Job arrays¶
Job arrays are a SLURM feature to manage many similar jobs together. They make it easy to specify, submit and monitor a group of jobs all using the same sbatch options. It is possible to change some of these options after the job has begun execution using the scontrol
command specifying the JobID of the array or individual ArrayJobID.
- Submit/run a series of independent jobs via a single SLURM script
- Each job in the array gets a unique identifier (SLURM_ARRAY_TASK_ID) based on which various workloads can be organized
- Example (job_array.sh), 10 jobs, SLURM_ARRAY_TASK_ID=1,2,3…10
#!/bin/sh
#SBATCH -J array
#SBATCH -N 1
#SBATCH --array=1-10
echo "Hi, this is array job number" $SLURM_ARRAY_TASK_ID
sleep $SLURM_ARRAY_TASK_ID
independent jobs: 1, 2, 3 … 10
squeue -u $user
JOBID PARTITION NAME USER ST TIME NODES NODELIST(REASON)
406846_[7-10] mem_0096 array sh PD 0:00 1 (Resources)
406846_4 mem_0096 array sh R INVALID 1 n403-062
406846_5 mem_0096 array sh R INVALID 1 n403-072
406846_6 mem_0096 array sh R INVALID 1 n404-031
Once submitted, the job array is assigned an id that can be used to manipulate all jobs at once. For example:
scancel 406846
To limit the number of simultaneously running jobs to 2 (e.g. for licences):
#SBATCH --array=1-20:5%2
Warning¶
Having said this... if the jobs in the array are short (less than ~10 min each)
Warning
Submitting a large number of short jobs is bad for performance since there is an overhead associated with starting and stopping each job.

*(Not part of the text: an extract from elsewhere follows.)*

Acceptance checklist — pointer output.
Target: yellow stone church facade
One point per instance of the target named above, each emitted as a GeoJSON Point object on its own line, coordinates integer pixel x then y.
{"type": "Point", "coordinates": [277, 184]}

Avoid submitting thousands of short jobs!
Package short jobs into larger jobs, for example instead of running thirty 1 min jobs, run one job for 30 minutes.
Don't:
#!/bin/bash -l
#SBATCH -N 1
#SBATCH -t 00:01:00
srun -n 1 myprog $1
#!/bin/bash -l
#SBATCH -N 1
#SBATCH -t 00:30:00
for arg in "$@"; do
srun -n 1 myprog $arg
done
Environmental variables¶
Job arrays will have additional environment variables set:
SLURM_ARRAY_JOB_ID will be set to the first job ID of the array.
SLURM_ARRAY_TASK_ID will be set to the job array index value.
SLURM_ARRAY_TASK_COUNT will be set to the number of tasks in the job array.
SLURM_ARRAY_TASK_MAX will be set to the highest job array index value.
SLURM_ARRAY_TASK_MIN will be set to the lowest job array index value.